U-M engineers win Army grant to build artificial eye

The University Record, May 20, 1998

U-M engineers win Army grant to build artificial eye

By Adam Marcus
College of Engineering

Researchers from the U-M and the University of Texas, Austin, will combine lenses, tiny lasers and tunable light detectors to build a microchip that could help the military conduct the most accurate remote visual sensing yet.

Working under a $1.6 million grant awarded to the College of Engineering by the U.S. Army, Pallab Bhattacharya, director of the Solid State Electronics Laboratory, will lead a team in the design of an artificial eye on a microchip–a first-of-its-kind optoelectronic device capable of sensing and processing light. The device also could have numerous civilian applications in navigation systems for vehicles, robotics and, eventually, people with visual impairment.

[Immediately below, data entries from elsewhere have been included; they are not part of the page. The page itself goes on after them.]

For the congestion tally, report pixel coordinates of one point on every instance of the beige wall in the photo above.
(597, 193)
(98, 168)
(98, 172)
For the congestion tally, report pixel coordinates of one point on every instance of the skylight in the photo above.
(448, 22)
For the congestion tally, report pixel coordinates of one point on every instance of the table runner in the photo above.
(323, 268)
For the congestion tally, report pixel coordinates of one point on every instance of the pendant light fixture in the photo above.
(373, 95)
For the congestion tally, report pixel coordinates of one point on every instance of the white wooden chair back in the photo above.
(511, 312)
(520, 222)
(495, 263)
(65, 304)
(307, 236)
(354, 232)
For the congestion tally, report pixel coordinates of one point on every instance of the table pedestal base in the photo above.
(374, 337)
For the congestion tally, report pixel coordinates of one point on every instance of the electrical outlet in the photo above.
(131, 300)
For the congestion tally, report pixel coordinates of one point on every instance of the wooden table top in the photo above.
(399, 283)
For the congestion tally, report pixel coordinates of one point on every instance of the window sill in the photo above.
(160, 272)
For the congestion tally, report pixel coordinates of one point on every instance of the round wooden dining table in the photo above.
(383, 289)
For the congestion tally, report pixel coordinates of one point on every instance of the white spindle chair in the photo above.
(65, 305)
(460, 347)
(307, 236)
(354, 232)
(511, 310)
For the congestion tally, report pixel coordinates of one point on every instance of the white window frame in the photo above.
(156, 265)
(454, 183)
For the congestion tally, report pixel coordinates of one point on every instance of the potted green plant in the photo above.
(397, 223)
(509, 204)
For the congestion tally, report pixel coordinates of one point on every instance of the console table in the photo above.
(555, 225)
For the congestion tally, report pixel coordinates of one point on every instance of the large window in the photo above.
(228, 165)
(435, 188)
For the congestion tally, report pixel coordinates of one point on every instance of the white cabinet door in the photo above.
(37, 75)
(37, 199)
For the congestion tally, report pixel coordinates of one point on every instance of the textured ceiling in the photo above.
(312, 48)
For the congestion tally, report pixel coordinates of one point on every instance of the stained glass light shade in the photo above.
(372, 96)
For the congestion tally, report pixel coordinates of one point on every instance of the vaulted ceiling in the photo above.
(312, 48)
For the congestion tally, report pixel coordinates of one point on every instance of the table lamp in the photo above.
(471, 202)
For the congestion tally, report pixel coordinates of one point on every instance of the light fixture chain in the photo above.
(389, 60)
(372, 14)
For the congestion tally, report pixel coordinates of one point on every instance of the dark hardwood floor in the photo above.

The grant, which starts June 1, is part of a three-year multi-university research initiative awarded to the U-M, with the possibility of a two-year extension.

“We are very excited about the opportunity to undertake this important research, through which we hope to understand a little more of how the human eye works,” Bhattacharya said.

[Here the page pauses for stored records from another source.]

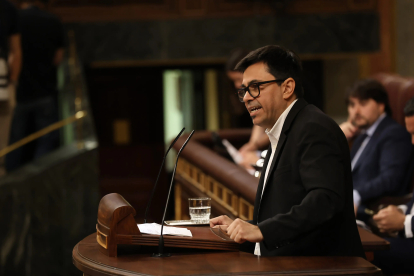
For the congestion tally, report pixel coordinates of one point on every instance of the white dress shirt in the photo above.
(407, 221)
(274, 135)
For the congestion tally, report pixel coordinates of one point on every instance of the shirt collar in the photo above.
(370, 131)
(274, 133)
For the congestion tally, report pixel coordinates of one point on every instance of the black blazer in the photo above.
(382, 168)
(307, 205)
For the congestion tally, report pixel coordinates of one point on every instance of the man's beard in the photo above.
(361, 125)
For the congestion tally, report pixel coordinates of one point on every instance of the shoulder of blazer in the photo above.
(385, 126)
(297, 107)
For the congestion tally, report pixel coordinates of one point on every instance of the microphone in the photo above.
(161, 241)
(159, 173)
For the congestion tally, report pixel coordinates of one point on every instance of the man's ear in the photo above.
(381, 107)
(288, 88)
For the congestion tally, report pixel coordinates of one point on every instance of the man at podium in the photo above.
(304, 203)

Bhattacharya’s team will take two approaches to building a prototype system. Both will capture light with a variable-focus lens array, and shuttle it to a computer to process the data. The difference between the two versions will be in what happens in between. To preserve the color, the lens system could be followed by a set of microprisms, which will defract the incoming light into three discrete bands–red, blue and yellow. Those beams in turn will pass into an array of photoreceivers that generate electrical signals, which in turn generate light beams at the individual wavelengths through a so-called vertical cavity surface emitting laser (VCSEL). Or, he said, the device could skip the prism step and simply employ specially tuned photoreceivers with a VCSEL that creates the three desired colors. The designs converge again when the lasers strike the processing unit.

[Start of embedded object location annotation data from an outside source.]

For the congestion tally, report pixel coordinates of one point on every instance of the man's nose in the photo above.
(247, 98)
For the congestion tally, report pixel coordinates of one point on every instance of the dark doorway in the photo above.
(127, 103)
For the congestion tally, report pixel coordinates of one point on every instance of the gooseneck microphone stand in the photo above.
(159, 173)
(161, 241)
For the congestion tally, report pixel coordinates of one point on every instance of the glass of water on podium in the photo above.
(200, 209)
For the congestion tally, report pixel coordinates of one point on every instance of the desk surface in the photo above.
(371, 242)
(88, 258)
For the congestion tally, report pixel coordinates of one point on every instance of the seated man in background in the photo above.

Bhattacharya said the artificial eye will improve on the human version in at least two key respects. Whereas nature’s design converts light into electronic nerve impulses, then relays those signals to the brain, the U-M proposal relies on lasers to do the bulk of the transmitting. Because light travels far faster than this biological conduction, signals will move more quickly through the man-made device than through an optic nerve. “The scheme will also allow processing of data away from the focal plane, which has several advantages,” he said, including fewer problems with overheated circuits and remote capability.

Yet another advantage of the proposed system, he said, is that whereas humans can only see light in the visible portion of the spectrum, the optoelectronic sensor will be able to convert any wavelength of light into usable information. For practical purposes, this means that the device could be used for night vision–in which infrared radiation predominates–and ultraviolet detection, just as well as for full daylight viewing. “The human eye is an engineering marvel, and no one has ever been able to duplicate it,” Bhattacharya said. “But these optoelectronic devices will eventually be able to simulate the most vital functions.”

While Michigan engineers have already done much of the electronics groundwork for the project, Bhattacharya said there are still several technical problems to solve. These include making variable focal length lenses that, like the eye, can adjust to every depth of field. In addition, the device will have to have a sufficiently wide array of lenses, as well as the proper processing instructions, to achieve peripheral “vision.” The detectors will also have to be able to “see” everything from deep shadows to bright sunlight, and sometimes both at once. And finally, the whole system will have to be mounted in such a way that it is not sensitive to movement, either by using minute gyroscopes or similar technology.

“The challenges are many, but I believe we will be able to overcome them and pave the way for other applications with the optoelectronic sensor,” he said.

In addition to Bhattacharya, College of Engineering faculty members George Haddad, Clark Nguyen and Sang Lee are involved in the project. The group is collaborating with Prof. Dennis Deppe and his colleagues at the University of Texas, Austin.